Manifestations violentes au Liban: les forces de sécurité en état d'alerte

  • Des manifestants ont battu et blessé les employés d'une banque à Beyrouth pour les contraindre à effectuer des transferts en Turquie
  • Le président Aoun a présidé une réunion du Conseil de défense sur fond de tensions accrues dans de nombreuses régions

BEYROUTH: Au Liban, Le Conseil supérieur de défense a demandé à l'armée et aux forces de sécurité de se tenir prêtes pour éviter tout débordement sécuritaire sur le territoire libanais, sur fond de crise financière et politique.

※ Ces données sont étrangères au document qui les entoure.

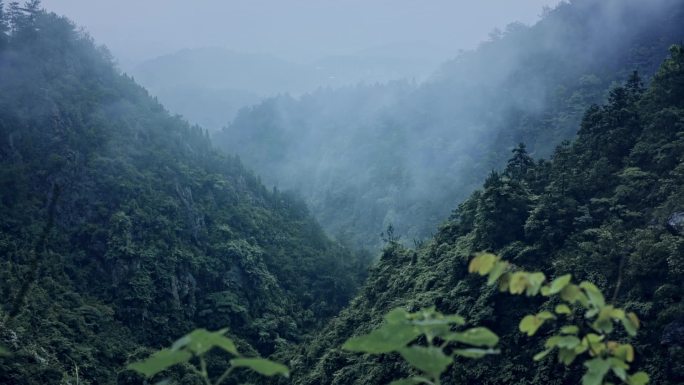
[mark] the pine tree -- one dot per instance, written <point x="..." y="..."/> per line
<point x="520" y="165"/>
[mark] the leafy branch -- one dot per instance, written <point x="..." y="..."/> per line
<point x="426" y="340"/>
<point x="590" y="319"/>
<point x="195" y="346"/>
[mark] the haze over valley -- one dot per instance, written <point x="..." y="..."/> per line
<point x="351" y="192"/>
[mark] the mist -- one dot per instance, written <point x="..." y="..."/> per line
<point x="386" y="112"/>
<point x="406" y="153"/>
<point x="208" y="60"/>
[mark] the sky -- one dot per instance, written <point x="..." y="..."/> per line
<point x="296" y="30"/>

Le Conseil, dirigé par le président du Liban, Michel Aoun, s'est réuni mardi dernier alors que se tenaient des manifestations pour protester contre la pénurie de carburant.

Si, après la levée partielle des subventions, des promesses ont été formulées pour que du carburant soit fourni, elles n'ont cependant pas apaisé la colère des Libanais, qui ne cesse de croître, ni réduit les files d'attente interminables devant les stations-service.

Au cours de la réunion, M. Aoun a affirmé: «Ce qui se passe devant les stations-service est inacceptable.» Il a indiqué que le fait d’«humilier les citoyens» est «inadmissible, quelles que soient les circonstances», et que «toutes les parties prenantes doivent œuvrer pour éviter que de telles scènes ne se reproduisent».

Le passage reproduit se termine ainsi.